A lot more details on how all of this can be done is visible on a Youtube video ‘Isolate your traffic with filters and conversations’.
There is a shortcoming currently for us where we are effectively losing a bit of visibility in our conversations. For instance, traffic to our services is always going through a set of dedicated service load balancers. For example we reach to it via a canonical url such as http://svc-product and the load balancer will balance between node1:7501, node2:7501, node3:7501. It means traffic from the caller to/from the load balancer happens on port 80 while the traffic to/from the load balancer to the callee is on port 7501.
caller ← port 80 → svc-lb ← port 7501 → callee
This means that the traffic flowing on port 80 is basically the aggregate of all service traffic and that we cannot see the traffic directly from caller to callee, but only the aggregate from caller to svc-lb and from svc-lb to callee.
This is something that may be alleviated a bit in the future as we are thinking about removing the load balancer and having applications doing the load balancing themselves using information from Zookeeper.
Boundary settings on the dashboard can be driven entirely from their REST API, which provides the added convenience of being able to integrate with your own configuration management system such as Puppet or Chef and a set of backend applications which may contain metadata about your environment.
The REST API is useful to define application aliases which gives names to a protocol:port (eg: ‘svc-product’ for TCP 7501), send deployment events or integrate with other systems (it can subscribe to NewRelic events via RSS).
We have only scratched the surface of Boundary so far and we are very excited about the direction it is taking and what is being developed.
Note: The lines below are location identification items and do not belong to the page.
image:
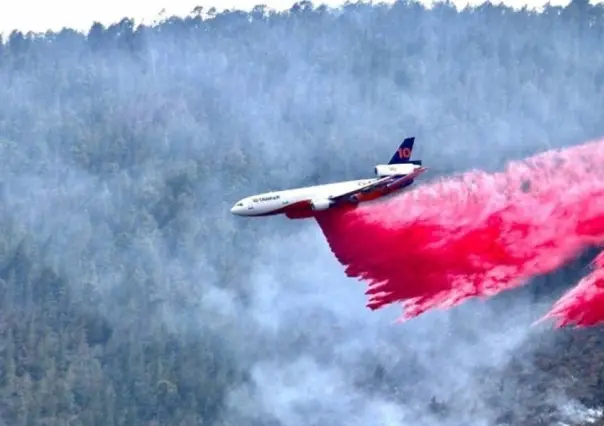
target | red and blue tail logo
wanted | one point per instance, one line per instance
(403, 153)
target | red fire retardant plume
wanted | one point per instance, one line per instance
(479, 234)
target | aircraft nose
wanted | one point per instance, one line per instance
(237, 209)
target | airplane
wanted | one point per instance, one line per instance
(300, 203)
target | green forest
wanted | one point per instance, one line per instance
(129, 295)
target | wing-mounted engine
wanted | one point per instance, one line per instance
(383, 170)
(321, 204)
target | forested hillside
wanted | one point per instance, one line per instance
(129, 295)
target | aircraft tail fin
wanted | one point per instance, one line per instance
(403, 153)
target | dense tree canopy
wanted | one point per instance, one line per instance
(130, 296)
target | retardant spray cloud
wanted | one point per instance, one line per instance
(478, 234)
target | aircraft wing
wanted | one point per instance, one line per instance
(390, 181)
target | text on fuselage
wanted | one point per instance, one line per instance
(267, 198)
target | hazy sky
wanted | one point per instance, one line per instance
(41, 15)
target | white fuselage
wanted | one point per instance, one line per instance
(277, 201)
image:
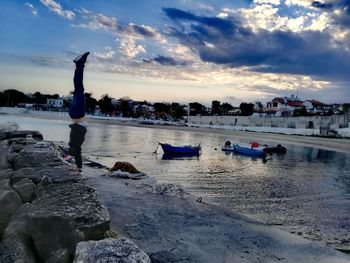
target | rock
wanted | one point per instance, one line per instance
(17, 249)
(125, 175)
(53, 233)
(56, 174)
(7, 128)
(62, 215)
(9, 202)
(26, 189)
(124, 167)
(35, 156)
(60, 256)
(5, 174)
(24, 134)
(168, 256)
(110, 250)
(4, 163)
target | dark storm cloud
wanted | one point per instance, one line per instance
(318, 4)
(226, 41)
(340, 19)
(142, 31)
(166, 61)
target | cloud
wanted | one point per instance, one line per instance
(166, 61)
(57, 8)
(97, 21)
(318, 4)
(130, 49)
(108, 55)
(271, 2)
(32, 9)
(232, 44)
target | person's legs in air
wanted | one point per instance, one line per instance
(77, 112)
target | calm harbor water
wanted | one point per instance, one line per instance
(305, 191)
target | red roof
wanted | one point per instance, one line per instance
(317, 103)
(295, 103)
(278, 99)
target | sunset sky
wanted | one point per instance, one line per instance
(179, 51)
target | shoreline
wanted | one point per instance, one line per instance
(162, 220)
(333, 144)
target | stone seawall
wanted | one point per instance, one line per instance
(47, 212)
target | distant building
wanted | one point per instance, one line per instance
(55, 103)
(284, 106)
(315, 106)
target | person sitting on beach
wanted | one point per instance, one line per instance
(77, 112)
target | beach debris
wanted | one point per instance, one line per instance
(124, 167)
(125, 170)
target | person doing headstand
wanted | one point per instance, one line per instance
(77, 112)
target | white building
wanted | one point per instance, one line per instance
(56, 103)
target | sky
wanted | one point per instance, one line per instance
(179, 51)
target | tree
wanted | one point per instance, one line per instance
(197, 108)
(177, 111)
(226, 107)
(12, 97)
(215, 107)
(247, 109)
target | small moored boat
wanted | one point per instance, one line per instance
(185, 150)
(277, 149)
(247, 149)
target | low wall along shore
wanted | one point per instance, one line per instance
(49, 212)
(336, 125)
(312, 122)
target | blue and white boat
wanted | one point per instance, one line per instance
(247, 149)
(186, 150)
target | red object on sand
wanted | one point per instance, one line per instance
(254, 144)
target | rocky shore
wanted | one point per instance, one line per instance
(49, 212)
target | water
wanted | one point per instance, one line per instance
(306, 191)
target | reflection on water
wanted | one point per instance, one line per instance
(306, 190)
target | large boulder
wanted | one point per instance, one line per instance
(35, 156)
(9, 200)
(23, 134)
(110, 250)
(56, 174)
(60, 256)
(26, 189)
(4, 150)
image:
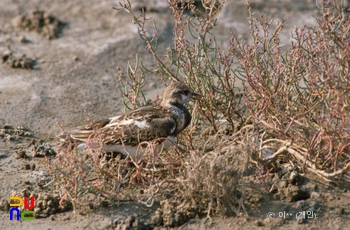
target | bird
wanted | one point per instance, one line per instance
(158, 124)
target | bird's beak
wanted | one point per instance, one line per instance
(196, 96)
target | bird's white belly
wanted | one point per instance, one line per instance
(133, 151)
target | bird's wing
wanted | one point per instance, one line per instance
(143, 124)
(140, 125)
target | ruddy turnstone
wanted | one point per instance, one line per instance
(159, 123)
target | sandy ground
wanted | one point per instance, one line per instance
(77, 71)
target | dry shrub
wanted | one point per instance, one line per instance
(302, 95)
(295, 103)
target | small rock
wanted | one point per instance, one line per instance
(259, 223)
(300, 204)
(341, 211)
(300, 220)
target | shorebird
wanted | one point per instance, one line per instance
(159, 124)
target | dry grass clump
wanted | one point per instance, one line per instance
(293, 103)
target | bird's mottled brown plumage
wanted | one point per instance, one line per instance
(143, 124)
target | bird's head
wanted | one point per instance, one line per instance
(178, 93)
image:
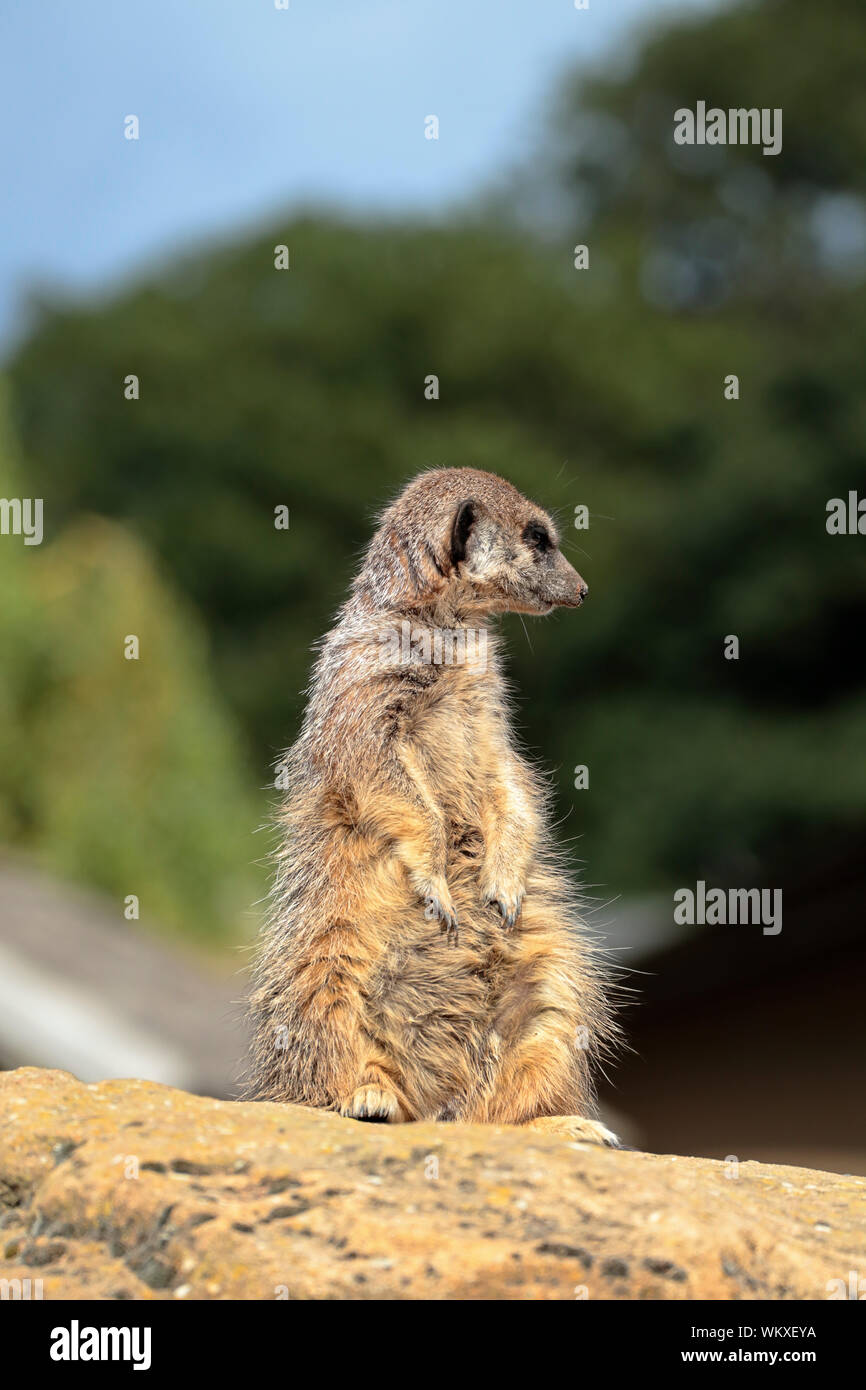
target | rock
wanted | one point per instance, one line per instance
(134, 1190)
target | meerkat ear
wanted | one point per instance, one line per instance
(463, 523)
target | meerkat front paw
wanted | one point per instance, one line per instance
(576, 1126)
(438, 906)
(508, 901)
(373, 1104)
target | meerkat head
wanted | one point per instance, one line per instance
(470, 540)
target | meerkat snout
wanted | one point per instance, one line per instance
(510, 559)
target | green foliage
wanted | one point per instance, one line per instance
(601, 387)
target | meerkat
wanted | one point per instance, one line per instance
(424, 954)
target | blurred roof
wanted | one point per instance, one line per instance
(85, 990)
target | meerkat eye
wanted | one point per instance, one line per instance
(537, 537)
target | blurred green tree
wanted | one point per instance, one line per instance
(125, 774)
(601, 387)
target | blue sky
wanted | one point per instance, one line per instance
(246, 109)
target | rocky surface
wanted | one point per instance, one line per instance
(134, 1190)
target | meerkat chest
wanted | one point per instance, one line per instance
(460, 738)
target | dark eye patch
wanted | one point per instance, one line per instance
(537, 537)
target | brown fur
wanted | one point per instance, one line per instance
(424, 955)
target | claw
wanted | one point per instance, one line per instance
(448, 920)
(509, 915)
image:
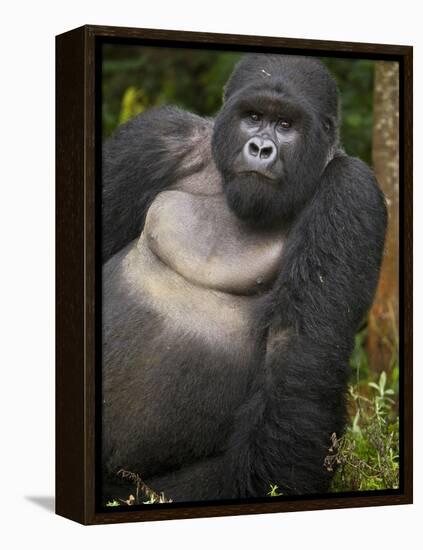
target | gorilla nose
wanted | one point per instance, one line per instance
(260, 151)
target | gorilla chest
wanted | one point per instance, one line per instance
(201, 269)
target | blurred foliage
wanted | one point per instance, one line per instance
(366, 457)
(136, 78)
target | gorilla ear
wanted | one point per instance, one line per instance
(330, 126)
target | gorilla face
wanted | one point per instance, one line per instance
(271, 144)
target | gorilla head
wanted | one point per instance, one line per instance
(276, 132)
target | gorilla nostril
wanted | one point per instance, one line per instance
(266, 152)
(254, 149)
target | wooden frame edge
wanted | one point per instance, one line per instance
(75, 279)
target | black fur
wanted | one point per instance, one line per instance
(276, 409)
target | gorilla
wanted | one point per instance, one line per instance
(240, 255)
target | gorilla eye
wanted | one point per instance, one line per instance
(254, 117)
(284, 124)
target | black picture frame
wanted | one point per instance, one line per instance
(78, 294)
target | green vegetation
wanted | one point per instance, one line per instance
(366, 457)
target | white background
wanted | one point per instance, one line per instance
(27, 271)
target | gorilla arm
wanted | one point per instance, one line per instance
(145, 156)
(326, 284)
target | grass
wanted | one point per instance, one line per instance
(366, 457)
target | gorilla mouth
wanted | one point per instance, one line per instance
(263, 175)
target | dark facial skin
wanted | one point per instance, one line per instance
(265, 136)
(271, 150)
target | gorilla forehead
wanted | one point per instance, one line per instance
(300, 76)
(275, 101)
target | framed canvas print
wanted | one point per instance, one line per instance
(234, 274)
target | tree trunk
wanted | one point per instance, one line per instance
(382, 342)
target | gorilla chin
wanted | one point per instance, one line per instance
(257, 199)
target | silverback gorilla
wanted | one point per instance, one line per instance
(240, 256)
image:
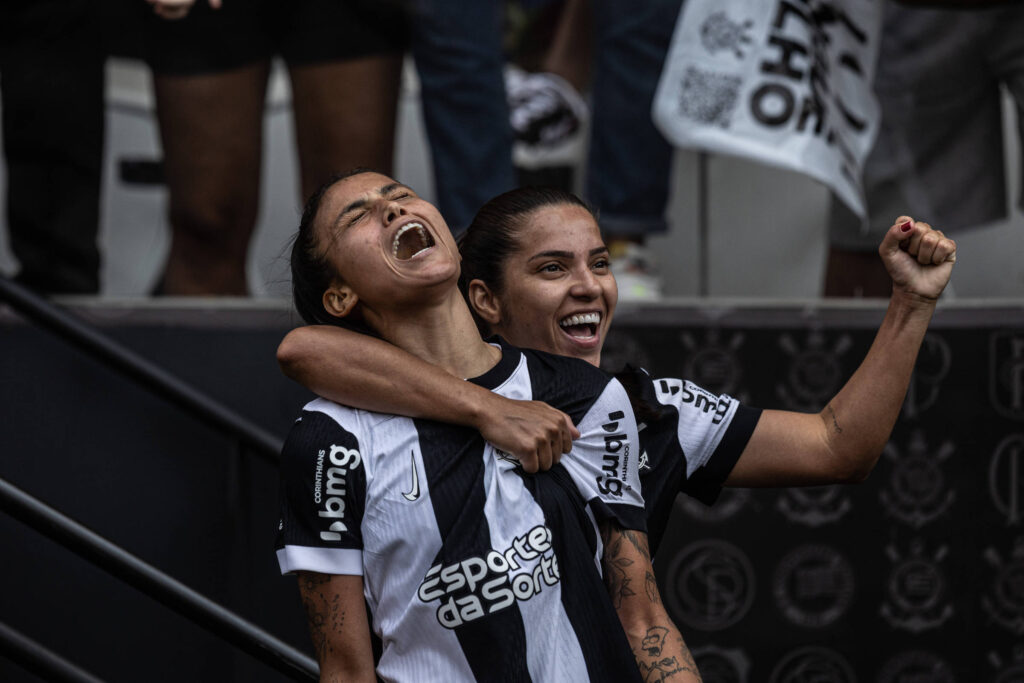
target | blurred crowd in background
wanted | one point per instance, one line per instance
(508, 88)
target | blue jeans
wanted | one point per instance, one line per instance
(630, 162)
(458, 51)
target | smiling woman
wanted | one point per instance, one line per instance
(536, 271)
(479, 569)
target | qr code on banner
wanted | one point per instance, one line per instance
(709, 97)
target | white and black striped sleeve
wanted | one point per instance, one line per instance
(323, 495)
(711, 431)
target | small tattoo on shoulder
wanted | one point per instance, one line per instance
(832, 412)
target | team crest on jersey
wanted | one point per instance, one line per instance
(478, 586)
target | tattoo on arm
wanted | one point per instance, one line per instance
(617, 566)
(653, 667)
(832, 412)
(324, 612)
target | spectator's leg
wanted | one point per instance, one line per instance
(345, 116)
(629, 164)
(458, 52)
(51, 84)
(211, 128)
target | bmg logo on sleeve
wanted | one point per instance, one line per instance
(333, 484)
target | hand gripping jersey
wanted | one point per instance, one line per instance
(690, 444)
(472, 568)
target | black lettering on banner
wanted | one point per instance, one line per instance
(800, 38)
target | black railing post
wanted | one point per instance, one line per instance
(124, 360)
(156, 584)
(40, 660)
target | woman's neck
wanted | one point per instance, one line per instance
(442, 334)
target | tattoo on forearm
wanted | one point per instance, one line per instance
(324, 612)
(615, 569)
(832, 412)
(655, 668)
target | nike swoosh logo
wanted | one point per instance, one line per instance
(415, 494)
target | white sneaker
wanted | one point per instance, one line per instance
(547, 115)
(636, 275)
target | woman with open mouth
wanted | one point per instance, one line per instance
(472, 567)
(536, 271)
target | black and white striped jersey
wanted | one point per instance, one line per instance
(472, 568)
(690, 447)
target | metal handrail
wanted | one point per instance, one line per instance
(144, 372)
(170, 592)
(40, 660)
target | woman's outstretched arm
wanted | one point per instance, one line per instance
(843, 442)
(658, 647)
(371, 374)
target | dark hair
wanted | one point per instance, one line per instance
(493, 236)
(311, 270)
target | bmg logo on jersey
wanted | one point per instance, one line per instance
(475, 587)
(615, 459)
(692, 394)
(333, 484)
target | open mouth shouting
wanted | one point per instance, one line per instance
(582, 327)
(411, 240)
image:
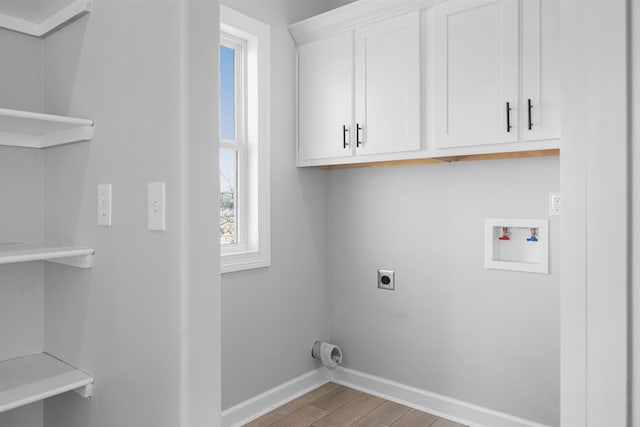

It has already proved extremely useful in identifying traffic volume and patterns occurring between services and databases. Something that would have required a lot more tedious investigative work can basically be done now in a few minutes and with much more flexibility than we could initially imagine and with no direct investment.
I hope that this (long) blog post will be helpful to some people who are facing the same challenges of not having enough visibility in their network traffic. If however you know of any interesting tool in that space, feel free to drop a note.
On a slightly unrelated note, we are also users of a nice library from Boundary called Ordasity. It is a great way to distribute workload across nodes via Zookeeper. It was brought to our attention during Scott Andreas’s tech talk at Gilt Groupe (another one !), and it might be the topic of another blog post.